Dès lors qu'on parle de cocktail classique, on fait référence à une boisson dont les qualités gustatives sont unanimement approuvées, qui a traversé le temps et qui est équilibrée sans être extravagante. Dans l'imaginaire collectif, le whisky classique du Speyside est rond, fruité et gourmand, sobre et élégant; le whisky de papa en somme....Pourtant on oublie trop souvent que de nombreuses distilleries produisaient jusque dans les années 60 un malt légèrement tourbé un peu plus caractériel que le Macallan sans mention d'age de tonton Francis. A sa réouverture, Benromach décide de produire un whisky semblable à ce que l'on faisait avant les années 60 et intègre une part de malt tourbé pour obtenir un jus affichant 12 ppm. C'est la renaissance du classicisme, un whisky élégant tel qu'on en faisait il y a 50 ans dans des distilleries qui n'avaient pas encore opté pour l'industrialisation de leur produit.

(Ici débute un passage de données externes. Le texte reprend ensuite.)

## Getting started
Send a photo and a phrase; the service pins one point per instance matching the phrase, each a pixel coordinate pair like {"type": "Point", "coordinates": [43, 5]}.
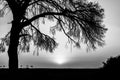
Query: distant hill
{"type": "Point", "coordinates": [112, 63]}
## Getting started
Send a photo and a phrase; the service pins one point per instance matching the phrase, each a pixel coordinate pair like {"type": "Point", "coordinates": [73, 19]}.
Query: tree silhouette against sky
{"type": "Point", "coordinates": [80, 21]}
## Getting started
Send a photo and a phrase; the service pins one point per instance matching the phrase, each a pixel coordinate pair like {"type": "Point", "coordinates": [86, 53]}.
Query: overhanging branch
{"type": "Point", "coordinates": [26, 23]}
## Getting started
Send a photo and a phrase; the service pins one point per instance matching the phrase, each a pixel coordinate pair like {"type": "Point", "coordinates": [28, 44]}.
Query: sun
{"type": "Point", "coordinates": [60, 59]}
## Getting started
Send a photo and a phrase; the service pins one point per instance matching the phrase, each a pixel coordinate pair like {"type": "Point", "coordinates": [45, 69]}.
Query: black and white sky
{"type": "Point", "coordinates": [63, 57]}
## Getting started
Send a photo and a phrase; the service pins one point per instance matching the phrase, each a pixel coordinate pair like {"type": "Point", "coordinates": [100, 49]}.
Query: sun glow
{"type": "Point", "coordinates": [59, 59]}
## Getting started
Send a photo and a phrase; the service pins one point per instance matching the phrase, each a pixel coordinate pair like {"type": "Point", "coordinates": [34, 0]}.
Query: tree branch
{"type": "Point", "coordinates": [26, 23]}
{"type": "Point", "coordinates": [65, 31]}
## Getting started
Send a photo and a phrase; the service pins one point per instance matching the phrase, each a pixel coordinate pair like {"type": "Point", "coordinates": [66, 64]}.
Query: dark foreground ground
{"type": "Point", "coordinates": [111, 70]}
{"type": "Point", "coordinates": [62, 74]}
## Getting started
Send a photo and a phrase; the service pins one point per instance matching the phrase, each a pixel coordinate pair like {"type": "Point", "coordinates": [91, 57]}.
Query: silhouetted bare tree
{"type": "Point", "coordinates": [80, 21]}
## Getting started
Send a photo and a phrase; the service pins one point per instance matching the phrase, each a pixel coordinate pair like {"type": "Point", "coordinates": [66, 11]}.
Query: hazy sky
{"type": "Point", "coordinates": [63, 57]}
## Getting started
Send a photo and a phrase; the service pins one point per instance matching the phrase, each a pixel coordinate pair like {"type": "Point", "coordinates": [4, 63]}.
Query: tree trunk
{"type": "Point", "coordinates": [13, 51]}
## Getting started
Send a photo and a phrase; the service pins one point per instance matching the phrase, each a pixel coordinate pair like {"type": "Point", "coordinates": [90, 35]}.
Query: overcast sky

Aujourd'hui Benromach produit environ 250 000 litres d'alcool par an, cela en fait l'une des plus petites distilleries du Speyside. Ici tout est très simple, le mash tun, les 4 wash backs en mélèze et les 2 alambics sont dans la même pièce. En un seul coup d’œil on voit toute la chaine de production. Les chais sont situés à une dizaine de mètres des alambics, la mise en fut est faite sur place et le décompte se fait à l'aide d'une machine infaillible: une ardoise et une craie. On est loin des usines à gaz qui prétendent produire de manière artisanale, pas d'ordinateurs perfectionnés juste l'immense expérience de Keith Cruickshank le maître distillateur qui joue des manettes sur son spirit safe avec une facilité déconcertante.
Benromach réussit le pari de réinventer le classicisme. A l'heure où les distilleries abandonnent les mentions d'âge et expérimentent des finishs en fûts de tout et n'importe quoi, Benromach fait le choix de la tradition. Une entrée de gamme qui affiche 10 ans résultant de l'assemblage de futs de bourbon et de sherry, un design sobre et novateur à la fois où figure la mention manuscrite "the classic single malt scotch whisky" et une pointe de tourbe qui sonne comme un rappel aux grands classiques du speyside pré industriel. A moins de 50 €, la version 10 ans est une réussite, un excellent whisky du quotidien qui offre à la fois rondeur du fruit mûr ainsi qu'une légère fumée. Benromach a su créer un classique, un whisky élégant, accessible tant en terme de goût que de tarif et qui s'inscrit dans la tradition en revenant à l'utilisation du malt tourbé dans le Speyside.
Voici un article superbement écrit..et une distillerie a decouvrir absolument!